Carpenter used his influence to gather the 200 richest people in the city and got them to contribute $1 million to create the Minneapolis Institute of Art. This idea was ridiculed by the rest of the country. What did these hayseeds in Minneapolis know about art? In a way they were right. These rich people didn’t know anything. So Carpenter said they needed to start collecting, bringing art home, talking about art, one-upping each other, learning and teaching. He changed the culture. One of the rich guys, the one who did already have a collection and knew his stuff, also thought they were dumb. He opened the Walker Art Gallery nearby as a sort of F-you to the others. Both galleries are still running today.
What’s more is that because of the way they created the Minneapolis Institute of Art, as a free art museum open to the public, with ample funding to keep it going, they helped start Minneapolis as an art center. Creative professionals comprise 5% of the workforce in the city, which makes Minneapolis the fifth most creative city in the country, behind New York, Los Angeles, Nashville and New Orleans – cities that are dedicated to the arts in one way or another.
Minneapolis also has the second most theater programming in the country, behind only New York.
And it was in large part due to this guy in a house on Clifton Ave in 1910.
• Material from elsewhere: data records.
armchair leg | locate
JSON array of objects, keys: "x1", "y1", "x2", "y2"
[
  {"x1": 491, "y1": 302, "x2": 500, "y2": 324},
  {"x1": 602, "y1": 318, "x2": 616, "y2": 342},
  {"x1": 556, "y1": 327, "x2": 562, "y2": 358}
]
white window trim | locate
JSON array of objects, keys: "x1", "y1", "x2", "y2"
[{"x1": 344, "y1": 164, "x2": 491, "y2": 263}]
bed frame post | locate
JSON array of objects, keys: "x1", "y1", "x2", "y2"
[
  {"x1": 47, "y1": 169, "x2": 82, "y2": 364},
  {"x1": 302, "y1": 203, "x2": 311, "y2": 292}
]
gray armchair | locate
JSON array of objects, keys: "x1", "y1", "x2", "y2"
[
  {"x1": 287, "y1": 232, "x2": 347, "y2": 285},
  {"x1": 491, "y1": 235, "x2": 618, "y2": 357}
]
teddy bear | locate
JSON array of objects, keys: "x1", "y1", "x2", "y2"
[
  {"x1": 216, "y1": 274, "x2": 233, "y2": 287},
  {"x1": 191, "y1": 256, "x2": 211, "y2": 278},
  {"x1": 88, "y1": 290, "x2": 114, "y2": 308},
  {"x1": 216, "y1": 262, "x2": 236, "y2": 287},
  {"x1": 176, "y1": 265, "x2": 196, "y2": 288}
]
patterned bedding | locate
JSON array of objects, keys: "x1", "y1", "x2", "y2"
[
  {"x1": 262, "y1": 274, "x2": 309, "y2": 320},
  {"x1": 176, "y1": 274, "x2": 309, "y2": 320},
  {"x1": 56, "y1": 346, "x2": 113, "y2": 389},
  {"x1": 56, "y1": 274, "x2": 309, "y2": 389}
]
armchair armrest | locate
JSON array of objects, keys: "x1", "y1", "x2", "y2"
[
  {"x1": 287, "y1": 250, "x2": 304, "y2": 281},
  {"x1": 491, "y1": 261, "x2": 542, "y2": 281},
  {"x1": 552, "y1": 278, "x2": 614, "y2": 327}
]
After the Carpenters, the mansion became a boarding house for several decades, then an office building. John and Norman were able to pick it up and are working to restore it to something closer to the Carpenter years. They’ve done a fantastic job so far with the living room, dining room, butler’s cabinet, kitchen, and bedrooms. We were able to explore the servant stairs and main stairs, the architecture, the art. They have one of the first, if not the first, working thermostats. A boiler in the carriage house supplies steam heat, a process that creates a sort of life for the house. The house breathes steam, so cannot be upgraded with new windows. It’s holding on to the past to create a wormhole of time for us to see how their actions have created our city. John and Norman have taken it upon themselves to keep that door open, to continue restoring the picture. They even get occasional gifts from people who appreciate their efforts.
Over the years, for instance, the concrete supports for the fence along the house were stolen, broken or lost. The fence collapsed. One day, a woman came by with one of the supports she took 40 years ago and had been using as a plant stand. She gave it back with best wishes, allowing John and Norman to be able to authentically recreate the fence when the time comes for it.
A more thorough view of the history of the house and Carpenter can be found here.
We love that there are people out there that are willing and eager to put so much work into restoring the past. They bring to life a very real history and keep the spirit going even with the guests, many of whom are in town for conferences – collaborating, bringing the world into the city to send the city back out into the world – like any great art.